Sur le plan professionnel, que vous a apporté la formation ?

L’université m’a ouvert des horizons artistiques que je n’aurais pas découvert autrement. J’ai fait énormément de découvertes durant les cours, de nombreux auteurs et autrices comme Sarah Kane, Christian Lollike… J’ai travaillé pour mon mémoire sur le théâtre radiophonique, et sur les frontières du théâtre physique. On reproche parfois aux artistes issu·es de l’université d’être plus axé·es sur la théorie que la pratique, d’être trop intello, mais pour moi c’est un atout de connaître les grands courants artistiques et de pouvoir y replacer mon travail.

Et puis j’ai eu des cours d’administration très concrets. À la sortie de l’université, je savais faire des budgets de production. J’ai d’ailleurs monté ma structure lors de ma dernière année de master : mon dernier spectacle étudiant a été le premier de ma compagnie, À Corps Rompus.
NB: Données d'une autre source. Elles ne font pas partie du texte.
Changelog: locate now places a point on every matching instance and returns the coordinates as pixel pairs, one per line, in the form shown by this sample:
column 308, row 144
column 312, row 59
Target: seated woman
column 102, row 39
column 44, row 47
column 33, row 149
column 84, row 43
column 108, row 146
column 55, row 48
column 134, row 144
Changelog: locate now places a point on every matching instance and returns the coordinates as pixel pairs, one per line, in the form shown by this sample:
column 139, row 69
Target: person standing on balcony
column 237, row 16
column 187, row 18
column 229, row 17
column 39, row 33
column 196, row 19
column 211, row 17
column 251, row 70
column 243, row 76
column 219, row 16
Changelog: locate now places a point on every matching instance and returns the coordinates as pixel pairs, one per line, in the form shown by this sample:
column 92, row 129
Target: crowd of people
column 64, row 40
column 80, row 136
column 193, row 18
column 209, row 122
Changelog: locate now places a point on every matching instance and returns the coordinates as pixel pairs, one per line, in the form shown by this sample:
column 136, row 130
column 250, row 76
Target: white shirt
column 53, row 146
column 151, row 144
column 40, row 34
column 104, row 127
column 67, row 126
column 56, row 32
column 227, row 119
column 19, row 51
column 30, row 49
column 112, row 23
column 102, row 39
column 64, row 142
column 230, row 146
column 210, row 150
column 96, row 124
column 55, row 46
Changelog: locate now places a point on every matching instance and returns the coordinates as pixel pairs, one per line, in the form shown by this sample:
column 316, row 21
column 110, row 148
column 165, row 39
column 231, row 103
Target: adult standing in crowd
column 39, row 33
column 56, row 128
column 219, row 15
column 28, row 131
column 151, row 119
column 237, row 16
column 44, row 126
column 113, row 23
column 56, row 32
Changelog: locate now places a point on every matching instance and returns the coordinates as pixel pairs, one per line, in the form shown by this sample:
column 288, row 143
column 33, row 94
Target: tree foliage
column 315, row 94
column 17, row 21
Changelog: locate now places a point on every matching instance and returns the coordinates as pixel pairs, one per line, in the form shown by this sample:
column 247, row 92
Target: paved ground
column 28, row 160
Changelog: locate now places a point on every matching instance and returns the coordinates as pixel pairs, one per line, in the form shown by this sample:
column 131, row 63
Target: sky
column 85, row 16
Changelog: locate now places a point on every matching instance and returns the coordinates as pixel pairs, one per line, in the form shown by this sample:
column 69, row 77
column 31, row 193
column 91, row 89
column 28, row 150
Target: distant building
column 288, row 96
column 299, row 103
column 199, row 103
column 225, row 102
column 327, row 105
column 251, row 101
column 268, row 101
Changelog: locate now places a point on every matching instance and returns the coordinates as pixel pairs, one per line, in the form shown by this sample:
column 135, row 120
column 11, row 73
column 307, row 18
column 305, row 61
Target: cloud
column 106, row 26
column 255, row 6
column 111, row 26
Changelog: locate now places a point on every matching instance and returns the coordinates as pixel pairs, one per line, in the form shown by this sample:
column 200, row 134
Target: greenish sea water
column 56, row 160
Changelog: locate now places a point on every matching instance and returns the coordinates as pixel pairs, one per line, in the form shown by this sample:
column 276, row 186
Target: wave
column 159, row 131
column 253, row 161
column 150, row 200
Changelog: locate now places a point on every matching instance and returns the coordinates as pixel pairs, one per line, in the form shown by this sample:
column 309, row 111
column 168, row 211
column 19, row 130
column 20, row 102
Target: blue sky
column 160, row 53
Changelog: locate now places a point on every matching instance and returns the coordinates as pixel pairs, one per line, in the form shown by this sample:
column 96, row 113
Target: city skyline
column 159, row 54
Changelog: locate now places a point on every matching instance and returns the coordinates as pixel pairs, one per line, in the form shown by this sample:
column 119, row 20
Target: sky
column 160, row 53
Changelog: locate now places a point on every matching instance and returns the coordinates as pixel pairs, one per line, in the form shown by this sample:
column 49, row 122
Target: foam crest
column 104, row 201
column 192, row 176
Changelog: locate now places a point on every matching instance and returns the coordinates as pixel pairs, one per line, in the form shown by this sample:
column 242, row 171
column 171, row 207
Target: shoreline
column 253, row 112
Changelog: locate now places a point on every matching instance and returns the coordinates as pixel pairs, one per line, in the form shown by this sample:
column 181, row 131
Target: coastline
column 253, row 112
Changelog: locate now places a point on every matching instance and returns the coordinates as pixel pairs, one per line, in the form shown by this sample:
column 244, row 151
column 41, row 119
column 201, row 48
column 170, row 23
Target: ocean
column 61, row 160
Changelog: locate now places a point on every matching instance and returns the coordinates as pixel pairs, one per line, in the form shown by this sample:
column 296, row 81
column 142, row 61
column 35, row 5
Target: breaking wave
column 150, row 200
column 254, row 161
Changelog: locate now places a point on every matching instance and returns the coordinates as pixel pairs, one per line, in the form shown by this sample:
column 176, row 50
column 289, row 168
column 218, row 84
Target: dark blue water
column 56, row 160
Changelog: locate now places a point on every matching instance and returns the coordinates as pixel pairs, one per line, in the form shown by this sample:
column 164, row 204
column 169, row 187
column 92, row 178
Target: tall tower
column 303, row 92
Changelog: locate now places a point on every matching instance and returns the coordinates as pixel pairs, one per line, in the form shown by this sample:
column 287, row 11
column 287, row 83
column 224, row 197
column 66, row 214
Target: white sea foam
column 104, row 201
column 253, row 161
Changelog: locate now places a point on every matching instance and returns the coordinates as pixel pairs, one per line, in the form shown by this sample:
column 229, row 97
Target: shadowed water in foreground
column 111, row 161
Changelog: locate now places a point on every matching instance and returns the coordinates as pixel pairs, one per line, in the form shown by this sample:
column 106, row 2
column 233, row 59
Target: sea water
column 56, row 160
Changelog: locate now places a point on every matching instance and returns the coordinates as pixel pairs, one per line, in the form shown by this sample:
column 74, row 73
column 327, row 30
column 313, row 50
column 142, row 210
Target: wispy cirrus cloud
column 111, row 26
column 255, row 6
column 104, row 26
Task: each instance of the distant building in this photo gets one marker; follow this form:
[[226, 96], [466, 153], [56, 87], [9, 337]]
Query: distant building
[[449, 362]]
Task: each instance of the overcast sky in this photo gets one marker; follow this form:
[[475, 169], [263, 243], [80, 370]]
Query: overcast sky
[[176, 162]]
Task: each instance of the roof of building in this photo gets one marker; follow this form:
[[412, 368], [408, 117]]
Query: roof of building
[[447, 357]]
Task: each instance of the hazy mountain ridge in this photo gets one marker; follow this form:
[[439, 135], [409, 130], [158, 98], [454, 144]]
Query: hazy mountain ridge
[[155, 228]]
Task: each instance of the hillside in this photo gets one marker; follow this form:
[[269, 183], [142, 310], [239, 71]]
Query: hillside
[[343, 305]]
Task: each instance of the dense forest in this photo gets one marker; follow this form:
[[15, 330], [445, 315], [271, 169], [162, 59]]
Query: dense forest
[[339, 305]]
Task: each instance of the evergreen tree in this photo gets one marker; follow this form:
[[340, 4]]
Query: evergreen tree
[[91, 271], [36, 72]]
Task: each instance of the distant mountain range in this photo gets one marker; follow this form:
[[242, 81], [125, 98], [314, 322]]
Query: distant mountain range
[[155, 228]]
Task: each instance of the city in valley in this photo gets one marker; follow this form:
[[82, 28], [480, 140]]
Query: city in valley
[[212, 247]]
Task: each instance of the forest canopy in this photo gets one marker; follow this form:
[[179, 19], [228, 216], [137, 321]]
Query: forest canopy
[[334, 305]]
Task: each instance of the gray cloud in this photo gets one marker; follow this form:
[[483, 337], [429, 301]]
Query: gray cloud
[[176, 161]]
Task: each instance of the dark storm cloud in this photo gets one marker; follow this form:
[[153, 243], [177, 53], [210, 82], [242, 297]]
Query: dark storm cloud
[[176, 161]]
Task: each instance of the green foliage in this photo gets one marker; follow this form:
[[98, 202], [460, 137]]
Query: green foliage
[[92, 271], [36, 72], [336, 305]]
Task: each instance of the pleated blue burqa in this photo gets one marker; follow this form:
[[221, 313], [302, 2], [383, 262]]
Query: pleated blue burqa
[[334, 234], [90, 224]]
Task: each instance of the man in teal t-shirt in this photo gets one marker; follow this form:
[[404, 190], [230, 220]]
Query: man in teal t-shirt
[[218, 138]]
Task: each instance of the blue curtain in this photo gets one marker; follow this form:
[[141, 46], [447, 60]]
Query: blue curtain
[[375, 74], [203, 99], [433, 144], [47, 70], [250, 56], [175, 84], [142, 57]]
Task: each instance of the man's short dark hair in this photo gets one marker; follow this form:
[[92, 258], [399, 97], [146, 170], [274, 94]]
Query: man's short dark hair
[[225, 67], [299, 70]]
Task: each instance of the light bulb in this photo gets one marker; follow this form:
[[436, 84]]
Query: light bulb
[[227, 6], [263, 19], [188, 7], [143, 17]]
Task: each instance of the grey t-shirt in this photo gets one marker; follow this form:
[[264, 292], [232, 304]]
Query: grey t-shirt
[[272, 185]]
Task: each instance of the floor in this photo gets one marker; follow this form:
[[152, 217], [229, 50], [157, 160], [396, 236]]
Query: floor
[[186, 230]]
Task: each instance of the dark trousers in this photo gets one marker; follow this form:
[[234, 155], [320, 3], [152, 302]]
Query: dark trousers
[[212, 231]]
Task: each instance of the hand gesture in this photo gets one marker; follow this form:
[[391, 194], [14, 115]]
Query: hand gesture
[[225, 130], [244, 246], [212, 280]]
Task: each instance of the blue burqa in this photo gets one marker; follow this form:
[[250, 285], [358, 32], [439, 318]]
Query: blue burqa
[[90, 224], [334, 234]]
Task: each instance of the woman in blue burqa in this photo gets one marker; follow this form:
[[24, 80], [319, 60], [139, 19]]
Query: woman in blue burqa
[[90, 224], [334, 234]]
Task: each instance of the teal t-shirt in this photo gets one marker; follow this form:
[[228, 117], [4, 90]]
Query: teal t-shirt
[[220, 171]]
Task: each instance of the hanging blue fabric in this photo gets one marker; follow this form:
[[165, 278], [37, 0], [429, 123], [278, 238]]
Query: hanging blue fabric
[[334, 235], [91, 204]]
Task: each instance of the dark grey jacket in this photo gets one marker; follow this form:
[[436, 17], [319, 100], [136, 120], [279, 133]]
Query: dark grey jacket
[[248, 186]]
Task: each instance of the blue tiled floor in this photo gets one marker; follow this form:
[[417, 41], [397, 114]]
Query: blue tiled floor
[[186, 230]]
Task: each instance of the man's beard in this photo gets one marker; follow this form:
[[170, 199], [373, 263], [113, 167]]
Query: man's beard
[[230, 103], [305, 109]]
Vous avez aussi fait des stages durant votre formation.

Oui, les stages n’étaient pas obligatoires, mais encore une fois, comme je voulais être artiste, c’était primordial de pratiquer. C’est un conseil que je donnerais aux futur·es étudiant·es, car cela m’a permis de découvrir et de m’inscrire dans des familles théâtrales. J’ai eu l’opportunité de faire des stages d’assistant à la mise en scène avec David Bobée, Éric Lacascade et Thomas Jolly. Cela ne me laissait pas beaucoup de temps pour les études en parallèle : j’ai “redoublé” ma deuxième année de master, puis j’ai finalement arrêté en janvier. Et c’est assez drôle car j’ai écrit à 8h30 à ma directrice de mémoire pour lui annoncer, et à 10h, Thomas Jolly me proposait de travailler avec lui.

Avez-vous pu bénéficier d’un réseau professionnel ?

Oui, clairement. J’ai bénéficié du réseau de mes profs pour mes premiers stages, du réseau interuniversitaire ensuite, notamment via l’Arène et le service culturel de Rennes 2. Par exemple, l’université d’Artois à Arras a accueilli un de mes spectacles et j’y ai ensuite travaillé. En tant que président de l’Arène, je travaillais souvent avec l’ADEC-Maison du théâtre amateur à Rennes, une structure qui m’a ensuite recruté durant plusieurs années en tant que metteur en scène. J’ai aussi gardé des liens avec des personnes avec qui j’avais fait mes études. Nous sommes assez peu à être devenu·es artistes, mais beaucoup ont continué à travailler dans le milieu culturel. Nous sommes en lien et il existe une forme de solidarité entre nous, on échange, on s’envoie des plans de travail, etc. C’est quand même un métier difficile, il faut s’accrocher les premières années, et le collectif est important.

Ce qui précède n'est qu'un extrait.